I've tried various methods, but I just cannot get the collisions to work properly. It seems working with the directions and angles is giving me grief. I've done a lot of research, but nothing I've found seems to be correctly solving my problem.

So here's my question: How can I calculate the impulse using vanilla JavaScript?

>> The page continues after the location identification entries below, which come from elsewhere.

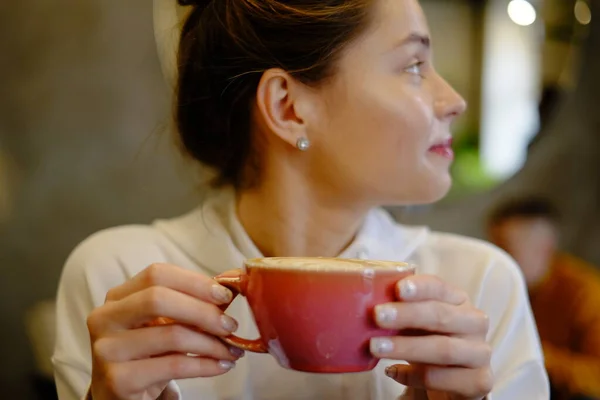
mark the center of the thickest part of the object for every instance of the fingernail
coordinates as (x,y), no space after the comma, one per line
(228,323)
(381,345)
(385,313)
(221,293)
(391,371)
(407,288)
(226,365)
(239,353)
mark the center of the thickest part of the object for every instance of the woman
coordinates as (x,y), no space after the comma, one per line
(312,113)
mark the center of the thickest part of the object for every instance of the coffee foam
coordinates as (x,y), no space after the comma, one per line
(325,264)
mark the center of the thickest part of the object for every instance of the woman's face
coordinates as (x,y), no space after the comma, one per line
(382,126)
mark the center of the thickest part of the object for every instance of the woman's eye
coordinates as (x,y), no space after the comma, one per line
(415,69)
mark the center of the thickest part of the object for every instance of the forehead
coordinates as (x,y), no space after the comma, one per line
(396,19)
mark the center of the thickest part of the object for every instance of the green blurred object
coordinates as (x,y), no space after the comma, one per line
(467,171)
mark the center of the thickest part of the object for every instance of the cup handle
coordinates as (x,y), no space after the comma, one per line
(237,281)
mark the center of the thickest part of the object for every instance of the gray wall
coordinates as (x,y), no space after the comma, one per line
(83,113)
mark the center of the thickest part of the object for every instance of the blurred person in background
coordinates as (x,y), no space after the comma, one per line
(564,293)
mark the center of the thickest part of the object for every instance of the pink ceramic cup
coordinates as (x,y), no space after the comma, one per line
(316,314)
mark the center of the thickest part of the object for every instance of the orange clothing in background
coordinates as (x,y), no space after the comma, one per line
(566,306)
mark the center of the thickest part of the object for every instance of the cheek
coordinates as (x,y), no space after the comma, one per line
(386,120)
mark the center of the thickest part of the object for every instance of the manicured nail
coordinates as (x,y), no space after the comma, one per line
(385,314)
(228,323)
(391,371)
(239,353)
(408,289)
(381,346)
(221,293)
(226,365)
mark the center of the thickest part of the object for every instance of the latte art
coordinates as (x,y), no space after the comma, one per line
(324,264)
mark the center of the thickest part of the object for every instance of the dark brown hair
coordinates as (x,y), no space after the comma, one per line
(225,47)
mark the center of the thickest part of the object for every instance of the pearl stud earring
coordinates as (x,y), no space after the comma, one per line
(303,144)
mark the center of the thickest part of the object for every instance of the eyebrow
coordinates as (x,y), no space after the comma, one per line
(414,37)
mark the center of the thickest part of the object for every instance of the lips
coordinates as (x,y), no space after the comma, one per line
(443,149)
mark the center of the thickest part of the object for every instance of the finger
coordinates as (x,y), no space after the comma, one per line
(433,316)
(135,376)
(143,307)
(469,383)
(148,342)
(191,283)
(429,287)
(435,350)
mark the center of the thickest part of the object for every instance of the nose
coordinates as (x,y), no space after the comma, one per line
(448,104)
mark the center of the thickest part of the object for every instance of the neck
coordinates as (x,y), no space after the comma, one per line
(290,219)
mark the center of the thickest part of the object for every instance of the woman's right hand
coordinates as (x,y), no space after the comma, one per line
(134,357)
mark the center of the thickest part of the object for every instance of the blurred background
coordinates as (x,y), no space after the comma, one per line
(85,142)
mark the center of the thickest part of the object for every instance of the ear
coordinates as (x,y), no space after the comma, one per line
(285,105)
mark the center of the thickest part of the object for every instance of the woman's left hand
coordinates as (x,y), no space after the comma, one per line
(449,357)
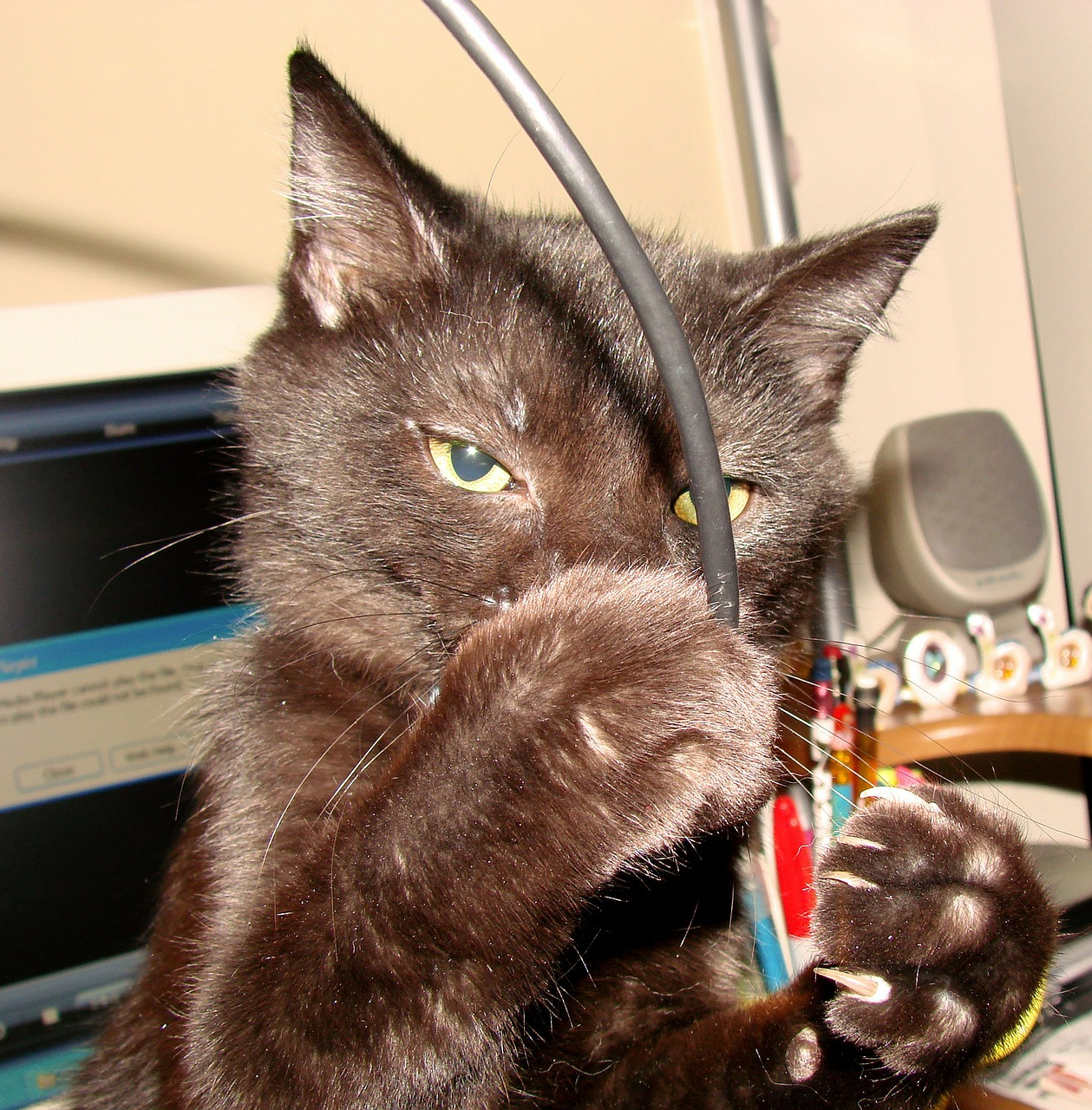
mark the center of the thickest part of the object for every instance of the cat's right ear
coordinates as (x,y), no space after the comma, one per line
(358,242)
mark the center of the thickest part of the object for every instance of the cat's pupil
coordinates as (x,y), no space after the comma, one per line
(469,463)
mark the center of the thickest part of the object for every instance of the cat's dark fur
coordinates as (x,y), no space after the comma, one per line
(456,841)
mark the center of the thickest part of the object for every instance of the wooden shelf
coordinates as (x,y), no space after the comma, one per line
(1043,721)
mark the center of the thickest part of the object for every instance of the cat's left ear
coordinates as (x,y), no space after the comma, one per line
(825,297)
(361,206)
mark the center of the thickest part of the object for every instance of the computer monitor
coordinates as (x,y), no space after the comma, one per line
(115,499)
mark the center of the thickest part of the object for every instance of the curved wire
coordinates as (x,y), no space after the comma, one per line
(670,351)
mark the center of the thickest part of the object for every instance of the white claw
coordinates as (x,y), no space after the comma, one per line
(859,841)
(897,793)
(868,988)
(851,880)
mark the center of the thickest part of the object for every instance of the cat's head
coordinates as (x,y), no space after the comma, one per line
(456,403)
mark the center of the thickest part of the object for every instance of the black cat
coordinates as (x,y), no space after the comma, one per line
(460,833)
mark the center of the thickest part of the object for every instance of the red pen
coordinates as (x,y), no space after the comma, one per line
(793,859)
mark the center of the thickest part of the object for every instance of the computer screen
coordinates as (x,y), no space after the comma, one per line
(115,502)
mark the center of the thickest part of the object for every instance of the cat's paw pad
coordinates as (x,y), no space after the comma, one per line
(932,927)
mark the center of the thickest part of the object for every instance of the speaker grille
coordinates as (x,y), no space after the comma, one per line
(977,496)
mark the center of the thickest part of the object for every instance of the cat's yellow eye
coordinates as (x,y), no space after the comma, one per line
(738,496)
(468,467)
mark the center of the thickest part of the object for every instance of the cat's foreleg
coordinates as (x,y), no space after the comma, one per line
(939,936)
(386,955)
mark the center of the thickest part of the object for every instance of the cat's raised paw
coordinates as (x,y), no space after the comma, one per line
(932,930)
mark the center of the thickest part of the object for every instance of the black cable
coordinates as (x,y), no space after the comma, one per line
(670,351)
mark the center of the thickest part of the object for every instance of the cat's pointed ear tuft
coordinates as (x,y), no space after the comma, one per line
(826,297)
(358,238)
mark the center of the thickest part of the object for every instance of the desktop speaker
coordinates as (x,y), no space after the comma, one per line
(956,516)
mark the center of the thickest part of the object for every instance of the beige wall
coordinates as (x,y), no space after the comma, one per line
(144,141)
(893,103)
(144,149)
(1044,50)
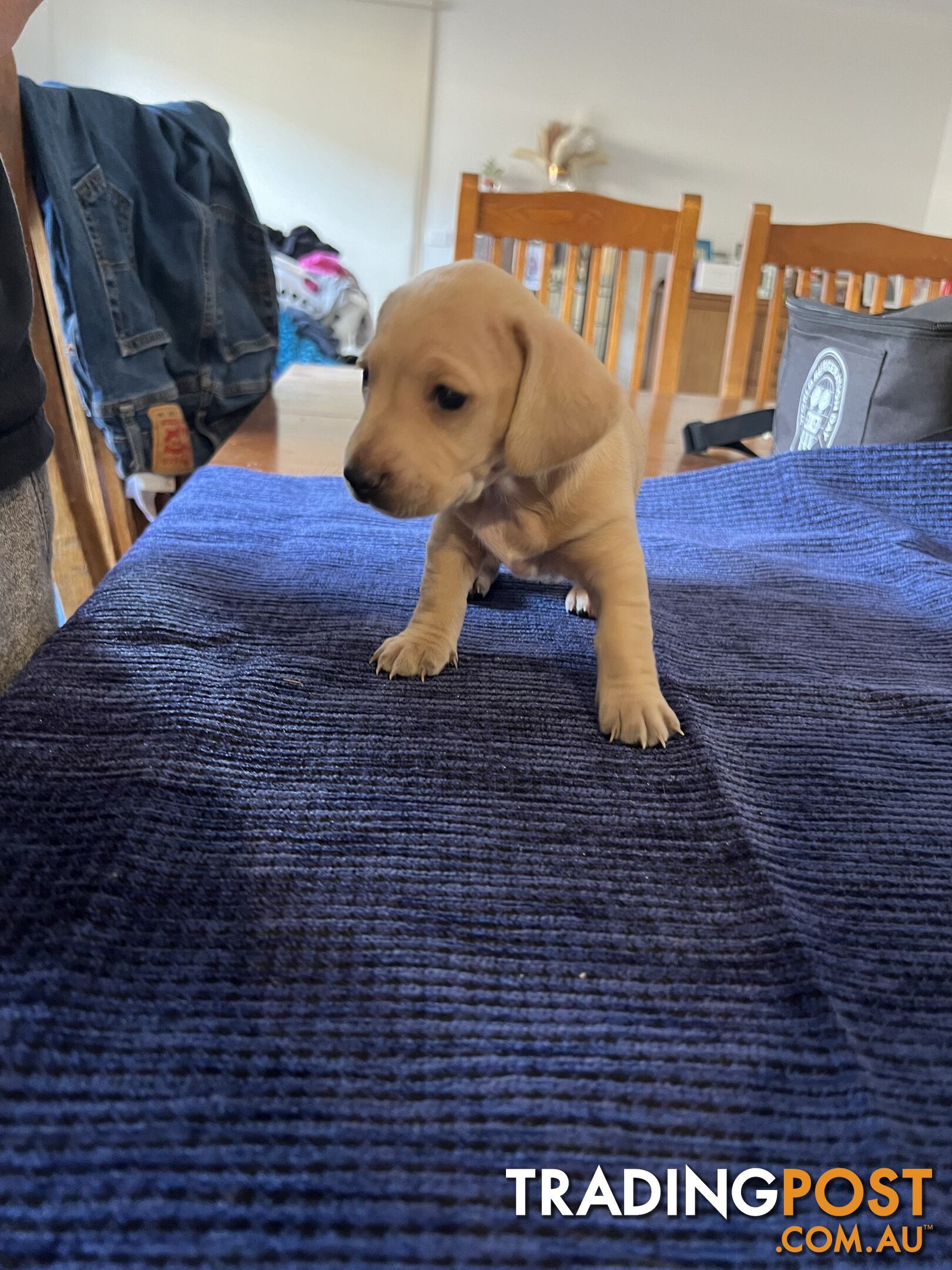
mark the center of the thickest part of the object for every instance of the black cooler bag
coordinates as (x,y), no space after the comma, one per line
(848,380)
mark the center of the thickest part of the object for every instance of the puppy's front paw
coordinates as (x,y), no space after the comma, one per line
(411,656)
(636,716)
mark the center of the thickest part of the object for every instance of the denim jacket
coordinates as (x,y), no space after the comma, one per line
(162,270)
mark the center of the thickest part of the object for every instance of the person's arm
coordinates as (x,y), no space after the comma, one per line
(13,18)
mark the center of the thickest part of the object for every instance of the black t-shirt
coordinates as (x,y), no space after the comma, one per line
(26,437)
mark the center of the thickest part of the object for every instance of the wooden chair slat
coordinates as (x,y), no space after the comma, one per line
(879,298)
(545,282)
(638,362)
(620,291)
(860,250)
(773,324)
(594,279)
(570,270)
(677,292)
(519,259)
(743,313)
(467,216)
(575,220)
(854,292)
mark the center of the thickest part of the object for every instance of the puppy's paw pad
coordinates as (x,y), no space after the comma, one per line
(638,717)
(413,657)
(578,602)
(484,583)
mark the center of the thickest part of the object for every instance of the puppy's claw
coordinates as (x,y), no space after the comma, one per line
(413,656)
(636,716)
(578,601)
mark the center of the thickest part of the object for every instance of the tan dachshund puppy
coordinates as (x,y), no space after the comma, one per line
(495,418)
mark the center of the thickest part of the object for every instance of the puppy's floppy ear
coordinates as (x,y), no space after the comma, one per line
(566,399)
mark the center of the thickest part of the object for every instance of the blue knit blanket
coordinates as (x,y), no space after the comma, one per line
(296,963)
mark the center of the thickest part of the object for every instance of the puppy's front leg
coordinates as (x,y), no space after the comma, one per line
(631,707)
(428,643)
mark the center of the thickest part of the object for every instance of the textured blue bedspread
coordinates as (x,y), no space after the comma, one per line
(295,962)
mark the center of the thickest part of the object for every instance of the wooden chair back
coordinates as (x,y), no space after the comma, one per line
(598,233)
(918,260)
(94,524)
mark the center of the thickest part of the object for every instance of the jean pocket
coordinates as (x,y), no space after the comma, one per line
(107,212)
(247,316)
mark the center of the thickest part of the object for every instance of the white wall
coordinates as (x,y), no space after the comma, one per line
(829,109)
(327,102)
(938,215)
(35,49)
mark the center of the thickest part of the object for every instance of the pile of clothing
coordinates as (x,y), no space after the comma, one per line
(324,315)
(162,271)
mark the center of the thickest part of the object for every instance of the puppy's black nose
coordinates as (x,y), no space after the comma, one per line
(363,484)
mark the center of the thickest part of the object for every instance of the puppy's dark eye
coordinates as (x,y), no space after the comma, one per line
(448,399)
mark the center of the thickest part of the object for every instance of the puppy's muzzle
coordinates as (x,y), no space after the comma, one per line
(366,486)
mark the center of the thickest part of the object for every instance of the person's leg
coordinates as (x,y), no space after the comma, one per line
(27,605)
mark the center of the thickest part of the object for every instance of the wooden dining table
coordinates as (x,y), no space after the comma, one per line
(303,427)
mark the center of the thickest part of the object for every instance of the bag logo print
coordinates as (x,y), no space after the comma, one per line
(822,402)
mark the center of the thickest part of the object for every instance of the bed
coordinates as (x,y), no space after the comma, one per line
(296,963)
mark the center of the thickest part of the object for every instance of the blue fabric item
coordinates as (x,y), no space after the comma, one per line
(162,267)
(296,962)
(295,347)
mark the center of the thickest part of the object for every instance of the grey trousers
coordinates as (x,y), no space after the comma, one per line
(27,605)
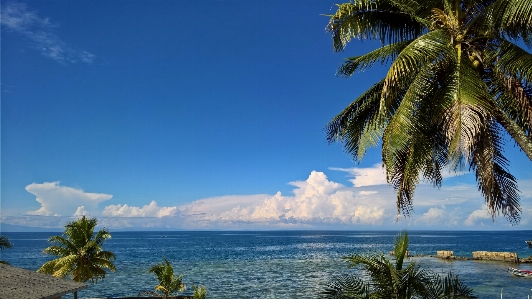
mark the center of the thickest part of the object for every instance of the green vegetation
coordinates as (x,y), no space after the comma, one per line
(4,244)
(392,280)
(80,253)
(458,84)
(200,292)
(168,283)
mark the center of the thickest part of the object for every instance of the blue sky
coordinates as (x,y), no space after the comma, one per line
(197,115)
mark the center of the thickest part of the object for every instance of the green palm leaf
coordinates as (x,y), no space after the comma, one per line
(453,70)
(79,253)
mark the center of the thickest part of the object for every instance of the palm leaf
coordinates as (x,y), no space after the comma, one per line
(369,19)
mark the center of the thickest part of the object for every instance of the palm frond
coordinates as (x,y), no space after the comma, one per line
(358,126)
(428,48)
(512,18)
(496,184)
(514,61)
(371,19)
(383,55)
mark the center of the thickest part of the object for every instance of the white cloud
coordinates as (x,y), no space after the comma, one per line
(15,17)
(58,200)
(375,175)
(478,217)
(151,210)
(315,200)
(81,212)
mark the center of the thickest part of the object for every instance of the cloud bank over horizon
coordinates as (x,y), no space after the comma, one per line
(316,202)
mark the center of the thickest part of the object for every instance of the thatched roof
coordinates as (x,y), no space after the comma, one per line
(16,283)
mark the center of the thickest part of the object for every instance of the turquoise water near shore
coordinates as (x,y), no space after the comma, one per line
(281,264)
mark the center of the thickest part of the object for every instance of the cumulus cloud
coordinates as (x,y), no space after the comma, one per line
(151,210)
(315,200)
(17,18)
(375,175)
(478,217)
(59,200)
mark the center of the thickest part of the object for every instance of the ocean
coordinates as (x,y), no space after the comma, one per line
(281,264)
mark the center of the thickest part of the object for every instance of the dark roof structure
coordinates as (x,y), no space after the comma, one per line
(17,283)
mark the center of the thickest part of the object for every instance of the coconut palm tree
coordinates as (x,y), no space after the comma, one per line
(459,84)
(389,279)
(200,292)
(168,283)
(4,244)
(80,254)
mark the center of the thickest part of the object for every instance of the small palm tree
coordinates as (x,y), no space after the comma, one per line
(389,279)
(4,244)
(80,252)
(200,292)
(168,283)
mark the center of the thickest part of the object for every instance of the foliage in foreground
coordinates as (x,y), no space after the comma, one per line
(168,282)
(459,83)
(389,279)
(80,254)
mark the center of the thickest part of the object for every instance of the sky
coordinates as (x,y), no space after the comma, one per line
(170,115)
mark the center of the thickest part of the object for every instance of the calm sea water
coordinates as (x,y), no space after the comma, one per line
(280,264)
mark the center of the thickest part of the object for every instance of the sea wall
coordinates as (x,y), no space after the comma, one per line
(496,256)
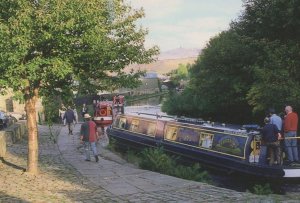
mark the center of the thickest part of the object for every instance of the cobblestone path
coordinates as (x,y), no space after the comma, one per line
(66,177)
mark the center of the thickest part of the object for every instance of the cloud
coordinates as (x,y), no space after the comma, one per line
(185,23)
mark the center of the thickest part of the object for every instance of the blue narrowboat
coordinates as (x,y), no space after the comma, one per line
(230,148)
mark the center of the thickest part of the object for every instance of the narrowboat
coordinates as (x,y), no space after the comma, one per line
(103,115)
(232,148)
(105,110)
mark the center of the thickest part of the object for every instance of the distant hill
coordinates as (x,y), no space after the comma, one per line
(179,53)
(168,61)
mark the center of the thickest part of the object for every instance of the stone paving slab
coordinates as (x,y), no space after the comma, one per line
(130,184)
(66,177)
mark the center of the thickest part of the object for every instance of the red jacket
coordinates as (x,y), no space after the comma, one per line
(291,122)
(88,131)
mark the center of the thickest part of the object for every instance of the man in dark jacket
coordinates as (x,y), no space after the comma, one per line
(89,136)
(270,142)
(70,118)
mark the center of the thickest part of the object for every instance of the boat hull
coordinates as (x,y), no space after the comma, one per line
(221,148)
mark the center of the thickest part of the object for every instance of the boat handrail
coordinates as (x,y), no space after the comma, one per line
(156,115)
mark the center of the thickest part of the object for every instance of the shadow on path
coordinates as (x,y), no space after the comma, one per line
(12,165)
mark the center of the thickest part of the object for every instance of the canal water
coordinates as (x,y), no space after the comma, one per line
(220,178)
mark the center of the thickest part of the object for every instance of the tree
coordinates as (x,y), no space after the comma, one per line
(250,67)
(273,27)
(47,44)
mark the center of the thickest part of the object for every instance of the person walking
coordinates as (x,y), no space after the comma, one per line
(275,119)
(290,133)
(89,136)
(84,110)
(69,117)
(75,114)
(62,112)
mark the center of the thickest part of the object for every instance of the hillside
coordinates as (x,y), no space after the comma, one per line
(162,66)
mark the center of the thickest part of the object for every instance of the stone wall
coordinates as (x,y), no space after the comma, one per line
(12,134)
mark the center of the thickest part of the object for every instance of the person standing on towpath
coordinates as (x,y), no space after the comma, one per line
(89,136)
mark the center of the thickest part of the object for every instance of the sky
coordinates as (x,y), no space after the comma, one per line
(185,23)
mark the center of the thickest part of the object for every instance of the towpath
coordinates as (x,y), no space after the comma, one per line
(124,182)
(66,177)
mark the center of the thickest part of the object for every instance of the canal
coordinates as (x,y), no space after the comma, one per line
(220,178)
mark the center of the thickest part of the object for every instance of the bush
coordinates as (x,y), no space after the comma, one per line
(155,159)
(192,173)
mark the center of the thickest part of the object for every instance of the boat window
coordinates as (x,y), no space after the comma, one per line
(171,133)
(122,123)
(206,139)
(255,150)
(134,125)
(151,129)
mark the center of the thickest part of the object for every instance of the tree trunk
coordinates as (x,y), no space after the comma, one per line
(32,160)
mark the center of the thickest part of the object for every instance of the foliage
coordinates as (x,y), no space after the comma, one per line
(52,47)
(193,172)
(247,69)
(155,159)
(262,189)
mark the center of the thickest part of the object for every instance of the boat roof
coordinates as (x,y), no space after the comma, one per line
(237,129)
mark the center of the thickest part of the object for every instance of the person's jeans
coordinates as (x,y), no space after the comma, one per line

Note: The planets don't move, and the bounciness should be a variable.


Solution

  • Could something like this work? (double check for syntax errors)

    var a = [0, 0];
    // p is in the format [x, y, radius, density]
    planets.forEach(function (p) {
        var d = Math.sqrt((p[0] - ball.coor[0]) ** 2 + (p[1] - ball.coor[1]) ** 2);
        var r = [0, 0]; //radial vector of length one from ball's center to planet's center
        r[0] = (p[0] - ball.coor[0]) / d; // this is the same as cos(angle)
        r[1] = (p[1] - ball.coor[1]) / d; // this is the same as sin(angle)
        // I removed your implementation, it was using redundant expensive calculations
        var m = p[3] * 4 / 3 * Math.PI * p[2] ** 3;
        var f = G * m / d ** 2;
        a[0] = a[0] + f * r[0];
        a[1] = a[1] + f * r[1];
        if (d < p[2] + ball.radius) {
          var dot_v_r = ball.v[0] * r[0] + ball.v[1] * r[1];
          ball.v[0] = bounciness * (ball.v[0] - 2 * dot_v_r * r[0]);
          ball.v[1] = bounciness * (ball.v[1] - 2 * dot_v_r * r[1]);
          // this is complete elastic reflection of the ball, leaving the planet stationary
          // then velocity's magnitude (but not direction) is corrected with bounciness 
        }
    });
    
    ball.v[0] = ball.v[0] + time_step * a[0];
    ball.v[1] = ball.v[1] + time_step * a[1];
    ball.coor[0] = ball.coor[0] + time_step * ball.v[0];
    ball.coor[1] = ball.coor[1] + time_step * ball.v[1];
    
    //time_step is a time step, i.e. how frequently you want to update ball's position and velocity
    //you can choose a value that makes the update of frames appropriate.